Data collected under OFESA will be shared with governments and organisations protecting forests, through regular state of forests reports. This was in acknowledgement of the fact that without accurate data, monitoring the ecological, environmental and social aspects of wooded areas for conservation is not possible, Bwire admits.
An even bigger initiative is Digital Earth Africa (DE Africa). “DE Africa is empowering countries across Africa with Earth observations to enable climate adaptation and mitigation, greater food security, and sustainable development,” Kenneth Mubea, DE Africa’s capacity development lead tells Equal Times. Anyone, both in the private or public sector or civil society, can use the data generated, as long as it is for development purposes.
Its partners include the Nigeria-based African Region Institute for Geospatial Information Science and Technology (AFRIGIST), the Agriculture, Hydrology, Meteorology (AGRHYMET) research centre based in Niger, the Sahara and Sahel Observatory (OSS) based in Tunisia, and the RCMRD, amongst other regional bodies.
“We have created a huge impact, and stories by end users are abound. For example, we have supported the mapping mangroves initiative [in Zanzibar, Tanzania], the relocation of giraffes from a lake-flooded island in Lake Baringo, Kenya, and we are offering free training,” Mubea explains.

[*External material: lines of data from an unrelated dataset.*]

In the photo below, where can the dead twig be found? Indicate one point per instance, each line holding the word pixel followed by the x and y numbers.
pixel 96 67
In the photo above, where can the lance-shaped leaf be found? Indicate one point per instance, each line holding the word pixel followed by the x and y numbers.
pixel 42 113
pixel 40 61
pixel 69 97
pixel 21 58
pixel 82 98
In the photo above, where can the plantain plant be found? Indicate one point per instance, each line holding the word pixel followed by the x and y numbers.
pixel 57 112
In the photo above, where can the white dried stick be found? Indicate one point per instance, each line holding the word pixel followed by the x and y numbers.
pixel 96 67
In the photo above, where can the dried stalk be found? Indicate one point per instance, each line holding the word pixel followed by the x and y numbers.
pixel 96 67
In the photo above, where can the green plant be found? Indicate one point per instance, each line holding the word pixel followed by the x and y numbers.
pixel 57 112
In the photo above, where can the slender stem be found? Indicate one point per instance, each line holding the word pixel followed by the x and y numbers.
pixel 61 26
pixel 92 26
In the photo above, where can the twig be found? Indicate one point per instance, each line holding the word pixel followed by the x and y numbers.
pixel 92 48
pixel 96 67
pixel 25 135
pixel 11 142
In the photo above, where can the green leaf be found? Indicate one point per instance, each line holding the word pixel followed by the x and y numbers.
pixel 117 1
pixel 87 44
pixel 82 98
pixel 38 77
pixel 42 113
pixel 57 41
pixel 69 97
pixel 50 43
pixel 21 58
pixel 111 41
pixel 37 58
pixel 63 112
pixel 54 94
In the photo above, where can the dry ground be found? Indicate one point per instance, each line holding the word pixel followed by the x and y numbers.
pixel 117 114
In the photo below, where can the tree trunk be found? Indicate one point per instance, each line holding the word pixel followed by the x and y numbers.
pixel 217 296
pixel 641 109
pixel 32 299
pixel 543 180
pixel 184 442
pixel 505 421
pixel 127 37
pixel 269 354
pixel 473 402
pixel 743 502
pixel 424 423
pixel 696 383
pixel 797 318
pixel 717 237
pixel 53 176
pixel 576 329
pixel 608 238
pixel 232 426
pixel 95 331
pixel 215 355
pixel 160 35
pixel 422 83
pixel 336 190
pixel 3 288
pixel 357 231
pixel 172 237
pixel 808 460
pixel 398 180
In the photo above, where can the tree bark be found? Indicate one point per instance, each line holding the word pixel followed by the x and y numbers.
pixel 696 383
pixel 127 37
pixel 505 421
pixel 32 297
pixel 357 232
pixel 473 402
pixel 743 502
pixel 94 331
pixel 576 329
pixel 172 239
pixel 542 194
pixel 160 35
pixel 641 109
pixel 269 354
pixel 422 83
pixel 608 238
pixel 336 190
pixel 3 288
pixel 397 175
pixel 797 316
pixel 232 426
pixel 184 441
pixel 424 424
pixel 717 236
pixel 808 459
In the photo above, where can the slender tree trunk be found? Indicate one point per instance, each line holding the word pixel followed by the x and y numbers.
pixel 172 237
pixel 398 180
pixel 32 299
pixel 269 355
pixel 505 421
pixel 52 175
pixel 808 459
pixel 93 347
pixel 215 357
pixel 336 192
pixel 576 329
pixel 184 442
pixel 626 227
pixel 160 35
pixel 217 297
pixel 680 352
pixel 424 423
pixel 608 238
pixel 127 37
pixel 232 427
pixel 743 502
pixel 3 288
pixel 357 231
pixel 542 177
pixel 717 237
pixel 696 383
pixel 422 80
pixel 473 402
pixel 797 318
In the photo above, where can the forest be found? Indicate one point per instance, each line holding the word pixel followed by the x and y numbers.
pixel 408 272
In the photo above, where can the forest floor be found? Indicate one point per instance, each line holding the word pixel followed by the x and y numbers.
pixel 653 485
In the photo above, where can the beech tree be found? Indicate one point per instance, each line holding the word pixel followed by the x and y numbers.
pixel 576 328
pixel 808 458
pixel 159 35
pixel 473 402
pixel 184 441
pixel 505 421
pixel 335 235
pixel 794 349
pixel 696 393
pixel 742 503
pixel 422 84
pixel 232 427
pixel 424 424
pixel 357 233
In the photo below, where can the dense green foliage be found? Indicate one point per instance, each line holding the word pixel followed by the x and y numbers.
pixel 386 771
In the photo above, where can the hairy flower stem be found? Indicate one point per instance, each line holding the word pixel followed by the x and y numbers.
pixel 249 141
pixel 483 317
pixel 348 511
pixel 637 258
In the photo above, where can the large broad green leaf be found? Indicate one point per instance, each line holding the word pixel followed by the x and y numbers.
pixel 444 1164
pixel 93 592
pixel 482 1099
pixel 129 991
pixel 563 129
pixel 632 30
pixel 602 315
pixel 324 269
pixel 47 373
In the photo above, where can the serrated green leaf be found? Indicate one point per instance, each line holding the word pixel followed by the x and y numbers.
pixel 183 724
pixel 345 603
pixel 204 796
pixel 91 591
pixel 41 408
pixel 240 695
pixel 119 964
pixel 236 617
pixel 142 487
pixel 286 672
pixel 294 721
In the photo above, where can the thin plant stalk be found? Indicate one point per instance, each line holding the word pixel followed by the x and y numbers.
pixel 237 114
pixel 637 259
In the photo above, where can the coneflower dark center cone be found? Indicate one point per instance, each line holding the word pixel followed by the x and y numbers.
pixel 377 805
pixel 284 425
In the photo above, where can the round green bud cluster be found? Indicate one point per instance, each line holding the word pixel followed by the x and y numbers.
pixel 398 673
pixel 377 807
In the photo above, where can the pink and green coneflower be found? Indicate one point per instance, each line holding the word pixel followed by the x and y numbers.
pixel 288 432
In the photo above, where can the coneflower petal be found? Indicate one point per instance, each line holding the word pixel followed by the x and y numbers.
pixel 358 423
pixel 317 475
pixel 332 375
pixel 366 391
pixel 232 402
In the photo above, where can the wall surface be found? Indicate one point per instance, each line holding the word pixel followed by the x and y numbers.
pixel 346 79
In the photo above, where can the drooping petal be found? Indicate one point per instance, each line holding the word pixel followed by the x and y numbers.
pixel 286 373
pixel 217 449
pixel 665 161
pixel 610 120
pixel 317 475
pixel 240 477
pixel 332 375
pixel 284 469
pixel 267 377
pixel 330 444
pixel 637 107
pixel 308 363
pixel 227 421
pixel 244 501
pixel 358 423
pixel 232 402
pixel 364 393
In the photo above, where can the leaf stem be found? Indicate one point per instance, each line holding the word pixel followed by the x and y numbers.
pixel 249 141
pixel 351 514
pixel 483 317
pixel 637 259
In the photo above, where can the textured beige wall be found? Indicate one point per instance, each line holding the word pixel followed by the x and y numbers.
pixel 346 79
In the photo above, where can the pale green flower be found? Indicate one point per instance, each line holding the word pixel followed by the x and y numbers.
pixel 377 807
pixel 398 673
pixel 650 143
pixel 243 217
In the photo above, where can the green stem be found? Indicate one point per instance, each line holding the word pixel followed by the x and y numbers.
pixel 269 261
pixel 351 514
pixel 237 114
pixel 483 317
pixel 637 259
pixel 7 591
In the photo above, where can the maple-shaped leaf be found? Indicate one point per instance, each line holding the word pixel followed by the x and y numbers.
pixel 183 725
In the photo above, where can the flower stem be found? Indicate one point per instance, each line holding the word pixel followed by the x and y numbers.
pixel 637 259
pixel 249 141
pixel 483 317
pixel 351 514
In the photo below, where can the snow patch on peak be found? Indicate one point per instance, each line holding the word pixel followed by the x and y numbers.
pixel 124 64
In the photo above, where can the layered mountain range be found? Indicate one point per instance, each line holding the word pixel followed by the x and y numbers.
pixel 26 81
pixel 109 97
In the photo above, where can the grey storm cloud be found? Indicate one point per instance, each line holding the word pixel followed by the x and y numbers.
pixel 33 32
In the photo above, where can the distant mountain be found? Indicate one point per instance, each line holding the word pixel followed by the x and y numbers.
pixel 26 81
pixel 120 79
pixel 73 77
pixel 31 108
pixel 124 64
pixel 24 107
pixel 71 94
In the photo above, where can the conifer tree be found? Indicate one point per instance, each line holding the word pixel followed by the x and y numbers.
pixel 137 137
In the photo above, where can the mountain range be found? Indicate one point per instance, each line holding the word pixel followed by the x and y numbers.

The platform offers online training to help users explore and visualise available datasets. This includes weekly sessions hosted in English and French where users are guided on the various uses and applications of Earth observation in their daily work.
A driver for development
The conference also highlighted some of the issues facing the widescale deployment of geospatial technologies in Africa. One is low investment. As well as a lack of familiarity with such technologies by those who hold the purse strings in government, there is also the issue of scarce resources and a lack of capacity to maintain and grow the use of these technologies.
A 2019 report by the Africa Regional Data Cube (ARDC), a project on satellite imagery and Earth observation data in five African countries , gives a good sense of some of these challenges. For example, the report notes that it takes “4-6 months of discussions with stakeholders to establish an institutional framework and buy-in from key stakeholders to invest time and staff resources to adopting the ARDC”. But many other organisations and initiatives do not have the time or resources to dedicate to this consistent level of engagement and lobbying.
It also noted that, a significant amount of time needs to be invested in “getting users comfortable with the technology, so they fully understand what it is, what information it can provide, and how to access and use it”.
Another issue that can hamper the widespread use of geospatial technologies in Africa is the absence of regulations. One of the victims of this is Fahari Aviation, a subsidiary of Kenya Airways. While its drones were widely deployed in aerial mapping, agriculture, land survey, transport and aviation, the company found it difficult to expand beyond the Kenyan borders, owing to a lack of regulation in member countries of the East African Community (EAC), of which Kenya is a founder member. This is despite the fact that the company has partnered with global aerospace giant Boeing to introduce UAVs for aircraft inspection and maintenance.
“As we are all aware, data accuracy is a major issue across Africa and an obstacle to planning. This can be easily remedied by deploying Earth observation science. From experience we know that drone technology allows for unmatched accuracy,” says Fahari Aviation general manager Hawkins Musili. However, until better regulation and more money is put into the sector, its benefits will remain limited on the continent.